LETTER: Warmongers ignore lessons of history
Hundreds of billions wasted chasing militarisation in SA could have alleviated poverty and built schools
Oblivious to the health and environmental consequences, just three weeks ago Richard McNeill was promoting the use of coal and nuclear power (Countries like SA can ill afford ‘carbon colonialism’, August 30). Now he tells us wars create peace (Peace doesn’t exist without war, September 20).
“If you want peace, prepare for war” has been the rant of militarists since the Romans. It didn’t work then, and it most certainly hasn’t worked during either the 20th or 21st centuries. The destruction of Germany, Japan and England are just three examples of what happened in the 20th century, which was the bloodiest in history.
The British Empire on which the sun never set (because even God could not trust the English in the dark!) is now reduced to a few “treasure islands” that make London the criminal money-laundering capital of the world.
With disastrous consequences the US has spent $21-trillion on militarisation since 2001 and, accordingly, both the “American dream” and US infrastructure have collapsed. The domestic environmental repercussions include the west coast fires and the east and gulf coast hurricanes and floods.
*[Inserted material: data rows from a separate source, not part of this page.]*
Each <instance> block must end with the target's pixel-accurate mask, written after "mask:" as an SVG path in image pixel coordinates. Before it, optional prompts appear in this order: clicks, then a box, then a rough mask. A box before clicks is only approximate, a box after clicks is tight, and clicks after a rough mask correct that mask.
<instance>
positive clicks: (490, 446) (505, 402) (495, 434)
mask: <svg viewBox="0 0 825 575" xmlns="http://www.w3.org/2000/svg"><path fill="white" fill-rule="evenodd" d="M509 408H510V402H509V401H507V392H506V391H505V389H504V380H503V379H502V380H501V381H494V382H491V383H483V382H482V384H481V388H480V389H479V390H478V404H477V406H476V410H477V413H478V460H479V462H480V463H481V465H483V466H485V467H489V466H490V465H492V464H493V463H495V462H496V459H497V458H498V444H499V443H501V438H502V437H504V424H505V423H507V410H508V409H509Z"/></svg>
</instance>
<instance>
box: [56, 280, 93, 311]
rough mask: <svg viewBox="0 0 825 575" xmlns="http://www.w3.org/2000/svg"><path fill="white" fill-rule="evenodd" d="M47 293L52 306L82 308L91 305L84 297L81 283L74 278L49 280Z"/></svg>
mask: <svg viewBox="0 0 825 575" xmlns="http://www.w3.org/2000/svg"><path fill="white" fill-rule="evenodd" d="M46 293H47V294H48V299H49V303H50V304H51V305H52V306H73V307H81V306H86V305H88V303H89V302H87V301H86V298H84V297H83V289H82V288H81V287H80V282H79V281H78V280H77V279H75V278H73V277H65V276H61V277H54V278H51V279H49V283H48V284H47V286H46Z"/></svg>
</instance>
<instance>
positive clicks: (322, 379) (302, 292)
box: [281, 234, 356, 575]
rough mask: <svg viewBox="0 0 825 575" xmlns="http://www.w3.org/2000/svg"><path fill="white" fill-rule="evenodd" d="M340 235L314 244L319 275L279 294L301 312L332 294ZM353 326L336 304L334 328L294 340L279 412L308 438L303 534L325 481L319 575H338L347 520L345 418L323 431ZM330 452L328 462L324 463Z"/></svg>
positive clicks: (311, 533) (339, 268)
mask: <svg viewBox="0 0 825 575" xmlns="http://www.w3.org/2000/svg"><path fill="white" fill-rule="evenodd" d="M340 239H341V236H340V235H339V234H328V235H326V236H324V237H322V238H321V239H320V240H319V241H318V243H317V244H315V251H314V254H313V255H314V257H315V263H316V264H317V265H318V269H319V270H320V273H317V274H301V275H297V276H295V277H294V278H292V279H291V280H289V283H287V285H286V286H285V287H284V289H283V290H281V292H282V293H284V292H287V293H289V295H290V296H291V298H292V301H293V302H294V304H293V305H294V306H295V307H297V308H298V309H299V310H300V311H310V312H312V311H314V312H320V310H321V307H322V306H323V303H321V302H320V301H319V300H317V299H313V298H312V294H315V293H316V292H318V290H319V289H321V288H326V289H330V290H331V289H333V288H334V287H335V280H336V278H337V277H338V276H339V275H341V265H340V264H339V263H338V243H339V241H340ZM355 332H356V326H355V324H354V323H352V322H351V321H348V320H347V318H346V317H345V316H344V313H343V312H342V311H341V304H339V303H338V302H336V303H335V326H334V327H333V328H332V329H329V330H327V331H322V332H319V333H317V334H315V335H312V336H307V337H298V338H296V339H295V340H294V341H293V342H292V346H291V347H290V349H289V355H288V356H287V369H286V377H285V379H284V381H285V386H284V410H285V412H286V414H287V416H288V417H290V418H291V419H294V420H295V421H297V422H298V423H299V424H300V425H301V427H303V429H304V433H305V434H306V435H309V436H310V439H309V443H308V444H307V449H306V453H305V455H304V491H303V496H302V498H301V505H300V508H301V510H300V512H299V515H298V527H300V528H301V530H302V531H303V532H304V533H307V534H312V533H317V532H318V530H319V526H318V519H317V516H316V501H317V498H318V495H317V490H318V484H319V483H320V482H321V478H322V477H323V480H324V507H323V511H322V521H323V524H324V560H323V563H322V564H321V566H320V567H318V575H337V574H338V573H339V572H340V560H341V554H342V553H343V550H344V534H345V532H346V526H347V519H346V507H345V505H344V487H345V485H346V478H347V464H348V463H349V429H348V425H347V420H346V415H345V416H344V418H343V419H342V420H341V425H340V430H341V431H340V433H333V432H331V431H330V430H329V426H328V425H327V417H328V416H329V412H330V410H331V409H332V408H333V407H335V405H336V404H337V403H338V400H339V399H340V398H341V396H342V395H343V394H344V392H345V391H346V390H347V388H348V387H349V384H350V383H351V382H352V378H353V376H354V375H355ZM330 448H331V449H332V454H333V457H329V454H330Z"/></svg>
The domestic social despair of America’s wars includes a daily average of 20 former US soldiers who now commit suicide, thus even exceeding the number of soldiers killed in combat since 9/11 in the so-called forever wars.
Apartheid-era governments also tried militarisation in SA with disastrous results, including economic stagnation. Tens of billions of rand spent on nuclear weapons and missile technology failed to prevent the collapse of apartheid. The arms deal in the democratic era further unleashed the culture of corruption.
Had those hundreds of billions instead been invested in public education, health and poverty alleviation SA would not today be faced with the desperation of 40% unemployment together with social and criminal violence.
The use of war and annexation of land has been illegal under international law since the 1928 Kellogg-Briand Pact, and was reaffirmed in the 1945 UN Charter. Those provisions unfortunately have repeatedly been broken by the US and its Nato allies; Afghanistan and Palestine being just two examples.
The International Criminal Court is this year finally investigating Israeli war crimes in Palestine. The Nuremberg trials followed Nazi barbarities during World War 2. That Israeli leaders including Benjamin Netanyahu might stand trial for similar war crimes in The Hague might eventually prove a wake-up call even for McNeill and others who delude themselves that “might is right”!